The Trump administration has expanded access to telemedicine in Medicare which is leading to more people trying it out.

For many of them, including the UC San Francisco cardiologist Ethan Weiss, the experience has been a pleasant surprise.

Telemedicine was “waaaaaaaaay better than I thought,” he told CNBC.

Hospitals are turning to technology to help manage patients, with Tampa General Hospital in Florida using facial scans to detect feverish visitors and Sheba Medical Center in Ramat Gan, Israel using AI-powered monitoring equipment to treat Covid-19 patients.

That sensor, which sits under a patient’s mattress, works by using machine learning to filter and analyze patterns in a person’s heart activity, respiratory rate and body movement and send early-warning alerts to medical staff members about deteriorating conditions.

Scientists have genetically modified nerve cells to produce an enzyme on their surface that joins together small molecules to make a polymer that can act as an electrical conductor or insulator. These modified cells could help us better connect to implants.

The work, which promises to allow electrical control of specific groups of cells, could lead to everything from new treatments for conditions such as epilepsy to better ways of connecting prosthetic limbs to nerves, says Zhenan Bao of Stanford University in California. “Those are definitely possibilities,” she says.

? Chips and Computing

Intel is releasing a neuromorphic computing system called Pohoiki Springs that can apparently train machine learning models with far greater energy efficiency than traditional computers.

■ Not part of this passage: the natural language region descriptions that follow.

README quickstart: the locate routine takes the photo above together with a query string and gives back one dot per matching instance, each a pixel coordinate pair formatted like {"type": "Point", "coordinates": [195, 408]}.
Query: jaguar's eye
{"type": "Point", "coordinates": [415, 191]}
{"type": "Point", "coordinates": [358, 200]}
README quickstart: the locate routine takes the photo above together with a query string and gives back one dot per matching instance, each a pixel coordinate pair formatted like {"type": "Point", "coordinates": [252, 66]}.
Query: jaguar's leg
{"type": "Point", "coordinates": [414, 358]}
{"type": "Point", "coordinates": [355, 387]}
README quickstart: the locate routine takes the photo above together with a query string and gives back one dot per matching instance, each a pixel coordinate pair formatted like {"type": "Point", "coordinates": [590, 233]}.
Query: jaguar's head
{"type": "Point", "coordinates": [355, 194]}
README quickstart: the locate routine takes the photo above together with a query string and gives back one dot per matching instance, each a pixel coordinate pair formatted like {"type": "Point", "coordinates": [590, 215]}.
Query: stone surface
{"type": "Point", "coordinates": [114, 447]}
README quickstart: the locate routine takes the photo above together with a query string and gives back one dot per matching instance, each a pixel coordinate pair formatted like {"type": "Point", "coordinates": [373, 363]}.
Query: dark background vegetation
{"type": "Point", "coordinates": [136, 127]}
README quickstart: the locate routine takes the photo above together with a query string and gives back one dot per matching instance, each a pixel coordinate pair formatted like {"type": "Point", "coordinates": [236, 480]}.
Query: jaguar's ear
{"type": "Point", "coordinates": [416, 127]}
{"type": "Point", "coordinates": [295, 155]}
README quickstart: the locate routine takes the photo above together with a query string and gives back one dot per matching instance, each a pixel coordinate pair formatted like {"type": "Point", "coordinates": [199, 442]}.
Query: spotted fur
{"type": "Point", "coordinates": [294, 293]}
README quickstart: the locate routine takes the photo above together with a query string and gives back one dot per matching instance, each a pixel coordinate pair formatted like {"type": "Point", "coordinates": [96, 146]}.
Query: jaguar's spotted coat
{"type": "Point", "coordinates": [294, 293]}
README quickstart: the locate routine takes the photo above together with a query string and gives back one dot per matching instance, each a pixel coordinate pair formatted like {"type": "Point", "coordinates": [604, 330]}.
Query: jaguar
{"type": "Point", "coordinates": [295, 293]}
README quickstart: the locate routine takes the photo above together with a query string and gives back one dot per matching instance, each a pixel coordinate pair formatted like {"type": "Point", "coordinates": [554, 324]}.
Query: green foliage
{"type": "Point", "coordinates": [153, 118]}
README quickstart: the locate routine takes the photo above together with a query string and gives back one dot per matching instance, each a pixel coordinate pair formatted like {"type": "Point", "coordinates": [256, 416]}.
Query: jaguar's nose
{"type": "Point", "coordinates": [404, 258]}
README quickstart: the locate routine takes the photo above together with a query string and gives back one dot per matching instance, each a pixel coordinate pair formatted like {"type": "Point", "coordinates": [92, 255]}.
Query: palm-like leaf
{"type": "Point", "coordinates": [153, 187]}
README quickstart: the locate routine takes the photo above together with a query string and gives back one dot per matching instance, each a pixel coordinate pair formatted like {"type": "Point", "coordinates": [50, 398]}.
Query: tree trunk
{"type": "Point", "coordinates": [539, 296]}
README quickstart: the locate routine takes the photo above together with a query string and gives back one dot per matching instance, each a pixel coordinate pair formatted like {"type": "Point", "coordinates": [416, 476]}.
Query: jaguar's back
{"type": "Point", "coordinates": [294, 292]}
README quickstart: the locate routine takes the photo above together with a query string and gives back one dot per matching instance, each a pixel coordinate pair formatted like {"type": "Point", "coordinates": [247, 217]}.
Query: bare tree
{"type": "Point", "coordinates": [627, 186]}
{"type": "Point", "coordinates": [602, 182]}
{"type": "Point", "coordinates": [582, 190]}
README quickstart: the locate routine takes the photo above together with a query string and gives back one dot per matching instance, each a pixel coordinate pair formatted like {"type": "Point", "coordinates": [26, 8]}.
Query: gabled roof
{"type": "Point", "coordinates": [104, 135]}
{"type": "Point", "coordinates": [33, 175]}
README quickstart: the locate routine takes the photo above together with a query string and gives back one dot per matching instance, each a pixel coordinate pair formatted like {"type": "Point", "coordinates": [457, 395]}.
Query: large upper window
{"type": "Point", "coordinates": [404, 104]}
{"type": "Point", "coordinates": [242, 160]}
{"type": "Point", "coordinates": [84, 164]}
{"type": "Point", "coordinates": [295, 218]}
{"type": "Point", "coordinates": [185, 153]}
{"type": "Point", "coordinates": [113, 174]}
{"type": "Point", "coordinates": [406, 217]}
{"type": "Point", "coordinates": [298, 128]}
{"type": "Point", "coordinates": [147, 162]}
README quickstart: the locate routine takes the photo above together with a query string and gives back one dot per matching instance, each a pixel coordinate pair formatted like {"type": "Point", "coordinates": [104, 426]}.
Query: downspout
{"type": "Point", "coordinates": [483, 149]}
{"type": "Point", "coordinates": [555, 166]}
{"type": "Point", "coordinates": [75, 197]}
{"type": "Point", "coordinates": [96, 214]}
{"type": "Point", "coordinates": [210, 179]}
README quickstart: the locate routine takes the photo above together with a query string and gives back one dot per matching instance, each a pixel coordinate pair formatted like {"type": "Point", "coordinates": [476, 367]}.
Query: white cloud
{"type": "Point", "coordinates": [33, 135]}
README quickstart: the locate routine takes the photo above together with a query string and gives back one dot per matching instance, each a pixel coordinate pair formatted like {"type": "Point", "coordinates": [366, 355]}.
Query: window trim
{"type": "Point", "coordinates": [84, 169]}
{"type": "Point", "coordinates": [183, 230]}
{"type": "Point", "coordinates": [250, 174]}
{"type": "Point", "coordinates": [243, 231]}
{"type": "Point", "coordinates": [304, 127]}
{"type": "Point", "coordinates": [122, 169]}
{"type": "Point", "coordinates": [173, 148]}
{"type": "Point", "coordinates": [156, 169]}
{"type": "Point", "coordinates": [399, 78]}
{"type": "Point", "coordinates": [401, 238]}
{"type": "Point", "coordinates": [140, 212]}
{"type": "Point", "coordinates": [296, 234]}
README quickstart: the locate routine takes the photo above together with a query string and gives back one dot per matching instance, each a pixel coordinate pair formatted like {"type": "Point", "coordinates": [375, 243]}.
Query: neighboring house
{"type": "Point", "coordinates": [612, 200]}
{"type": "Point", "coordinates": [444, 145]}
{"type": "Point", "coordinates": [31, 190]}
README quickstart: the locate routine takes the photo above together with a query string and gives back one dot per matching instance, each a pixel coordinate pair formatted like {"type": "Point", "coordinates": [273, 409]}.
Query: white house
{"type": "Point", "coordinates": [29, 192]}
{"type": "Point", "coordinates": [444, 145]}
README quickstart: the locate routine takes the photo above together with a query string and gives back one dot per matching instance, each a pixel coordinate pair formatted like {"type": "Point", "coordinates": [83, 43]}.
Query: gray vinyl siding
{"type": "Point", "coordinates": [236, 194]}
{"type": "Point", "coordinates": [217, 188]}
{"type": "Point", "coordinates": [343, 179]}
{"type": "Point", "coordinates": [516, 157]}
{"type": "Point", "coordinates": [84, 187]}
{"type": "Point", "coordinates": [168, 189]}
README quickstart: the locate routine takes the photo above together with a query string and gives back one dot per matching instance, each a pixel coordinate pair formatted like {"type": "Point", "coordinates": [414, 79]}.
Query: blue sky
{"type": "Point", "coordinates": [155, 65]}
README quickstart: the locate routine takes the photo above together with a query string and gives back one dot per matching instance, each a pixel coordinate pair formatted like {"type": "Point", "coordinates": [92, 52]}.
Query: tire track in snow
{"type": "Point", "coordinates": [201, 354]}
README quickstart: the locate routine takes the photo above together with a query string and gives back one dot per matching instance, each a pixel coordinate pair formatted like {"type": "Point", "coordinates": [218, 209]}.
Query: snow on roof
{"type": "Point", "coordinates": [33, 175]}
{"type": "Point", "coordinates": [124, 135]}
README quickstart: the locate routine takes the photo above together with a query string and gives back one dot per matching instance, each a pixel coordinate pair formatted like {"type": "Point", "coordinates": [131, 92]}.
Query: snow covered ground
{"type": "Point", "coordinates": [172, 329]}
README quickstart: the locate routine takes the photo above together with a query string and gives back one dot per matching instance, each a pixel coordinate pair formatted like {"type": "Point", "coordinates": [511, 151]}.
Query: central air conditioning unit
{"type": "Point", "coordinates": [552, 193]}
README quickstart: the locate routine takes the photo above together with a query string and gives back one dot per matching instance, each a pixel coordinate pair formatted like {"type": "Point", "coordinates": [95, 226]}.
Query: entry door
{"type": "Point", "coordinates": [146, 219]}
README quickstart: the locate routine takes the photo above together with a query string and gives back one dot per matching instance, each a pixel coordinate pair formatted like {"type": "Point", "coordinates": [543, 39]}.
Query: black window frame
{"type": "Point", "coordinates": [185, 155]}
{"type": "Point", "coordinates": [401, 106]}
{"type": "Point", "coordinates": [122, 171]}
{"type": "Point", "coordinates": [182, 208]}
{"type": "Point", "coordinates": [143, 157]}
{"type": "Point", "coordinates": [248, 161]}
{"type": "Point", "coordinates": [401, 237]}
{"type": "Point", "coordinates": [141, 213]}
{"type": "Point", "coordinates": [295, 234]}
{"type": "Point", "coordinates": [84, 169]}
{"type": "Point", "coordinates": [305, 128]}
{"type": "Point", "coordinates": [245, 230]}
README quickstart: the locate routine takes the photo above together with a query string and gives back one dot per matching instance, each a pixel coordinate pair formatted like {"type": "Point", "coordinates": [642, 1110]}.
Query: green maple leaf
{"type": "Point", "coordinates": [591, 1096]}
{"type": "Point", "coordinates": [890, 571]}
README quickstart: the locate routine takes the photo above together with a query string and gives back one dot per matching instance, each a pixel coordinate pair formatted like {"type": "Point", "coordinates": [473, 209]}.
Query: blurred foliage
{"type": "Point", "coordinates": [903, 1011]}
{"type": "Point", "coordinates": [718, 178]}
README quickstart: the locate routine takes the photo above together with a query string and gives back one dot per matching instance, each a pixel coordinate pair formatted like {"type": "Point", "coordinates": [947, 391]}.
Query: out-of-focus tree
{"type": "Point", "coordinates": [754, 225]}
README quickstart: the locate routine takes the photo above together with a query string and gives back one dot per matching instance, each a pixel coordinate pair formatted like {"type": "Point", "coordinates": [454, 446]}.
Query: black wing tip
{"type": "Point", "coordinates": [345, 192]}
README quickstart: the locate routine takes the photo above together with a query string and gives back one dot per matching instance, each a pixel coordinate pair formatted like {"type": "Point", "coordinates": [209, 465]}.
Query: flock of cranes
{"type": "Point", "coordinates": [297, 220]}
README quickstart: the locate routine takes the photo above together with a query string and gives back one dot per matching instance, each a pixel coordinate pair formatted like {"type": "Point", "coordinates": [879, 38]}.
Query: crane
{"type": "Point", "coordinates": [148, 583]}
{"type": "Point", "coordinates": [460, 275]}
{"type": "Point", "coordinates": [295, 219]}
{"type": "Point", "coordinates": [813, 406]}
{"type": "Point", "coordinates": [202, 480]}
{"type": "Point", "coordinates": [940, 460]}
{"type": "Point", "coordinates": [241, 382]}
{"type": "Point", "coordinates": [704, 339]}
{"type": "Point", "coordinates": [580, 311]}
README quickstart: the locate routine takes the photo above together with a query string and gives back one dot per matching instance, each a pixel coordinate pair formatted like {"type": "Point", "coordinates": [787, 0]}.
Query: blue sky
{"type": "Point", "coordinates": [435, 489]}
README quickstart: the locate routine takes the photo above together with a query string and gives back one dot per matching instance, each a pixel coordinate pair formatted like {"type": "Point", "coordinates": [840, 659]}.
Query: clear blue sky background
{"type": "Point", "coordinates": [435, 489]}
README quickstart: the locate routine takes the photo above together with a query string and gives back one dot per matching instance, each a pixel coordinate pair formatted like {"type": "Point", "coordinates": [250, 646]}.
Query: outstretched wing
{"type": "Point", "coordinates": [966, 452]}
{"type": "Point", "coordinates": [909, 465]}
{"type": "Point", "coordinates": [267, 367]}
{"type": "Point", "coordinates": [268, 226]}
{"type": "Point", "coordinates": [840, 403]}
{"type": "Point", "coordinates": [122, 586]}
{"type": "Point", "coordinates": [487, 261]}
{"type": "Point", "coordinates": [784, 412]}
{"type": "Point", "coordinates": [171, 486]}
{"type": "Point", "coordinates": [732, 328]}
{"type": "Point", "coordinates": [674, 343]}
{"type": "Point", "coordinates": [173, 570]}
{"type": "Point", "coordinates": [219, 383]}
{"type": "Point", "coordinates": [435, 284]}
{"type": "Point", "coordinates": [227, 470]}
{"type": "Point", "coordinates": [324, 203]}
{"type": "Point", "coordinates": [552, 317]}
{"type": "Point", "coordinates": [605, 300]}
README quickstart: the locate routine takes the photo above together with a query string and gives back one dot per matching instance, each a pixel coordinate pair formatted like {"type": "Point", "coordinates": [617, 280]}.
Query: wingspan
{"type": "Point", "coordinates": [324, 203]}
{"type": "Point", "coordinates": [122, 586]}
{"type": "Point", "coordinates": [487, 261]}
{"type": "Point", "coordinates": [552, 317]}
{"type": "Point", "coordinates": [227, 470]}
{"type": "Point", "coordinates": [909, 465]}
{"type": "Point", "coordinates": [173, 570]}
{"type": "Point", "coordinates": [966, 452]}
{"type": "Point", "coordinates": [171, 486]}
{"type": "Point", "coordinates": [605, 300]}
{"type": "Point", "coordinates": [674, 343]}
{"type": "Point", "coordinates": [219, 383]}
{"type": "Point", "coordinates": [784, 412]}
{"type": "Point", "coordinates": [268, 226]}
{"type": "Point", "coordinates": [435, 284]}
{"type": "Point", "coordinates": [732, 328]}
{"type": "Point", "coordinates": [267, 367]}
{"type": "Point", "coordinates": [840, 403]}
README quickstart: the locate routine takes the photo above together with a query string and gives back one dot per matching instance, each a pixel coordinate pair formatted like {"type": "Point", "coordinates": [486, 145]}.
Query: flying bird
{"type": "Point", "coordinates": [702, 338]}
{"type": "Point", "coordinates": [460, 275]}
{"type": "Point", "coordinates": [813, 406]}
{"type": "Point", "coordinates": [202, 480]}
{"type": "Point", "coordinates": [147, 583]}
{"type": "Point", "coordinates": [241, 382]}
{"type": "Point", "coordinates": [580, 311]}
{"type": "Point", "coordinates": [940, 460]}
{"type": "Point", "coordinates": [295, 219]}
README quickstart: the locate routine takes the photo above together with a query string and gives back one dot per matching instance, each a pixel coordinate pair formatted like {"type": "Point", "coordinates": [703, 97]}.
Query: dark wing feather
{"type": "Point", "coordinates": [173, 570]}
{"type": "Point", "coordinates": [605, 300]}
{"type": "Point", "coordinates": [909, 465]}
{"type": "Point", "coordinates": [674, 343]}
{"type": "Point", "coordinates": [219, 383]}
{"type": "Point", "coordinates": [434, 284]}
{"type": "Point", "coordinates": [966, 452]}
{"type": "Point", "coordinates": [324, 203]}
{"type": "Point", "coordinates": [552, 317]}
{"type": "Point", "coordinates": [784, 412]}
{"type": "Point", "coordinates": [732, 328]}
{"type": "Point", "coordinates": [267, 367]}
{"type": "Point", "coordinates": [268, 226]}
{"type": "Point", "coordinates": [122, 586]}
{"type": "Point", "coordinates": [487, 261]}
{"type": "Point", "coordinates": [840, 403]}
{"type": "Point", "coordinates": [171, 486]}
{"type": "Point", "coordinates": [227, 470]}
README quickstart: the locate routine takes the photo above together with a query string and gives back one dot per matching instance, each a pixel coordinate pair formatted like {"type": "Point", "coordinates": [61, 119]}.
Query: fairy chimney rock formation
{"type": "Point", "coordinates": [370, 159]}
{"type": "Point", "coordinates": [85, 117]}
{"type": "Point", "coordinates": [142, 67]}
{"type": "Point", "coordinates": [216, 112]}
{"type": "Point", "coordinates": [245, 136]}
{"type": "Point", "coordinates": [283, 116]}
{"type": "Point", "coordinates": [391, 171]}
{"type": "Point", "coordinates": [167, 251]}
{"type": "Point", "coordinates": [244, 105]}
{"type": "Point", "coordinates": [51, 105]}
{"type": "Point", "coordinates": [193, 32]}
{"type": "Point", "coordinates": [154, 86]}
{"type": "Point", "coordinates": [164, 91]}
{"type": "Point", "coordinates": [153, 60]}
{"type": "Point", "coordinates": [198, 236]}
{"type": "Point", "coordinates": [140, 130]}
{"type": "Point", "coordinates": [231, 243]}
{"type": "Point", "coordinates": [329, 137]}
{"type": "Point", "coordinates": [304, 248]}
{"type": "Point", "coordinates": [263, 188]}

Unlike in traditional machines, in the Pohoiki Springs system, the memory and computing elements are intertwined rather than separate, Mr. Davies said. That minimizes the distance that data has to travel, because in traditional computing architectures, data has to flow back and forth between memory and computing, he said.

Intel researchers recently used a single neuromorphic research chip to train an AI system to recognize hazardous odors using one training sample per odor, compared to the 3,000 samples required in state-of-the-art deep-learning methods—therefore requiring a fraction of the energy.

? Finance

The S&P 500 fell 15% over the week. It has now fallen 32% since its recent peak on the 19th of February.

Square got approval to start its own bank in Utah which will pave the way for them to start offering small-business loans to merchants.

⚡ Other Snippets

Ultrasonic waves, which pass through solid objects like walls, could be used to hack your phone by tricking voice assistants into making calls or revealing compromising texts.

Researchers have previously demonstrated how they could trick a phone by sending these waves through the air, but the approach required proximity to the victim and was easily disrupted by nearby objects. Now a new technique called SurfingAttack can send ultrasonic waves through solid objects. It could enable potential snoops to avoid obstacles and perform more invasive tasks—including stealing text messages and making calls from a stranger’s phone.

Hong Kong is using electronic tracker wristbands to geofence people under coronavirus quarantine.

Thousands of computers that were mining Ethereum have been redirected towards helping coronavirus research through Stanford University’s Folding@home project.

Apple’s new iPad Pro includes a lidar scanner that can scan objects in 3D.

Kurzgesagt produced a video explaining what coronavirus does to you, and what you should do to combat it.